The bill increases tribal access to veterinary public‑health services and federal coordination to reduce zoonotic risks, but several provisions are nonbinding or costly and may impose administrative burdens or leave gaps between study, planning, and on‑the‑ground implementation.
Tribal communities will get funded veterinary public‑health services (vaccination, surveillance, spay/neuter) that reduce local zoonotic disease risk.
Federal coordination and a One Health approach are strengthened—through IHS coordination with CDC/USDA, assigned Commissioned Corps veterinary public‑health officers, and biennial reporting—improving surveillance and response to zoonoses.
A targeted one‑year feasibility study for oral rabies vaccine delivery in Arctic regions could identify workable methods to reduce rabies spillover, protecting subsistence animals, pets, and public health in remote communities.
Some provisions are non‑binding or nominal (a 'sense of Congress' and naming the IHS Director) and do not create new statutory funding or deadlines, so tribes may not see immediate resource or program changes.
Providing new funded veterinary services and related initiatives increases federal spending and could create budgetary pressure or tradeoffs with other programs.

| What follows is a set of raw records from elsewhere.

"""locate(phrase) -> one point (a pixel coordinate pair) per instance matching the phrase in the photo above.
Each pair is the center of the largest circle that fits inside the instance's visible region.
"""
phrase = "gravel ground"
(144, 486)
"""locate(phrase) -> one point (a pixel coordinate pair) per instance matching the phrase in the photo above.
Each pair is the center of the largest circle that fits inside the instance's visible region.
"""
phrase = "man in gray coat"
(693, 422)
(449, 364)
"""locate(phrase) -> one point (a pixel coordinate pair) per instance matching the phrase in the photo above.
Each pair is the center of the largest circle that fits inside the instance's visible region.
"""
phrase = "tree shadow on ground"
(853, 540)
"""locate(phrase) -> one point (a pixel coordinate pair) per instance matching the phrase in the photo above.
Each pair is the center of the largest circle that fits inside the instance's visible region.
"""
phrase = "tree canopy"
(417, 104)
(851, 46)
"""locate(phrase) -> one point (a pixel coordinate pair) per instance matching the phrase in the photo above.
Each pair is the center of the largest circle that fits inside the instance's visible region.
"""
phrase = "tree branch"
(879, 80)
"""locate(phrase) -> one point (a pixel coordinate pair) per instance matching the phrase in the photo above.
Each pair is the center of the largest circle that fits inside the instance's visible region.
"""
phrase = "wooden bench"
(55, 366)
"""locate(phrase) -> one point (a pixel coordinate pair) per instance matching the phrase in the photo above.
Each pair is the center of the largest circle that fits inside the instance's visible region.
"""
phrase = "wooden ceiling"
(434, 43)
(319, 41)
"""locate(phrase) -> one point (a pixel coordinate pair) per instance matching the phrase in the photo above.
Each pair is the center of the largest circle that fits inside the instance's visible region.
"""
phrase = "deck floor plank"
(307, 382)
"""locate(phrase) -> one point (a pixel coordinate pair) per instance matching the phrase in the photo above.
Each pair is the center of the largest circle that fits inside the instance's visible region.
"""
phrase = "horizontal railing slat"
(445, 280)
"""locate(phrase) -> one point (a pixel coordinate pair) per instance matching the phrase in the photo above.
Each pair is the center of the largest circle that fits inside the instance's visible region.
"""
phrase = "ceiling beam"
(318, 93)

Reporting requirements and deploying Commissioned Corps officers may impose administrative and personnel burdens—requiring staff reallocation and extra data collection from IHS and tribal partners.
Based on analysis of 5 sections of legislative text.
Introduced February 18, 2025 by Lisa Murkowski · Last progress December 15, 2025
Authorizes the Indian Health Service (IHS) to provide and fund public health veterinary services—such as vaccination, surveillance, diagnosis, spay/neuter, and other actions to reduce zoonotic disease and antimicrobial resistance—in Tribal and rural Service areas where disease risk is endemic. Directs deployment of Commissioned Corps veterinary public health officers, requires coordination with CDC and USDA, and mandates a biennial report to Congress. Requires USDA APHIS to complete a one-year feasibility study on delivering oral rabies vaccine to wildlife reservoirs in Arctic U.S. regions. Also adds the IHS Director to a list of officials referenced in an existing pandemic-preparedness statute.